Gold prices soared past $5,300 per ounce on Wednesday, marking a significant milestone as the precious metal reached unprecedented heights amid a notable decline in the U.S. dollar, which hit a near four-year low. This surge in gold prices is largely attributed to persistent geopolitical tensions and waning confidence in the stability of the U.S. dollar, which has made gold increasingly appealing as a safe-haven investment.
By 0940 GMT, spot gold had climbed to $5,275.68 an ounce, a 1.7% increase, following a record peak of $5,311.31 earlier in the day. In addition, U.S. gold futures for February delivery experienced a robust 3.7% rise, reaching $5,271.70 an ounce. This follows a previous session where gold prices had already gained more than 3%.
Linh Tran, a senior market analyst at XS.com, emphasized that the rising gold prices stem not only from market anxieties but also from a shifting confidence in the global monetary and fiscal landscape, prompting investors to adopt a more cautious approach.
The U.S. dollar’s struggles were further compounded by President Donald Trump’s dismissal of concerns surrounding its recent downturn.

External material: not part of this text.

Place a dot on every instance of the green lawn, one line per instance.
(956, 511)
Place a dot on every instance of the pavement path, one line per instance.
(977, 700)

This situation has rendered dollar-priced gold more attractive for international buyers. Trump’s remarks included an imminent announcement regarding his pick for the next head of the Federal Reserve, alongside a prediction that interest rates will decline with the new appointment. Analysts believe that the potential candidates for the Fed position might be more amenable to Trump’s demands than the current chair, Jerome Powell, which could further bolster gold’s appeal.
Historically, gold has performed well in low-interest-rate environments, as it does not yield any interest itself. The market anticipates that the Federal Reserve will maintain steady rates during its upcoming January monetary policy meeting. Year-to-date, gold has experienced a remarkable increase of over 20%, building on its record gains from the previous year. Deutsche Bank analysts project that gold could surge to $6,000 per ounce this year due to continuing robust investment demand.
Retail demand for gold remains strong, particularly in major markets like Shanghai and Hong Kong, even in the face of soaring prices. However, some market observers, including WisdomTree commodities strategist Nitesh Shah, speculate that high prices might dampen jewellery demand while simultaneously encouraging speculative investments from retail buyers. Shah noted the dual nature of the market dynamics, where elevated prices could create challenges on the jewellery front but simultaneously fuel interest among investors seeking safe-haven assets.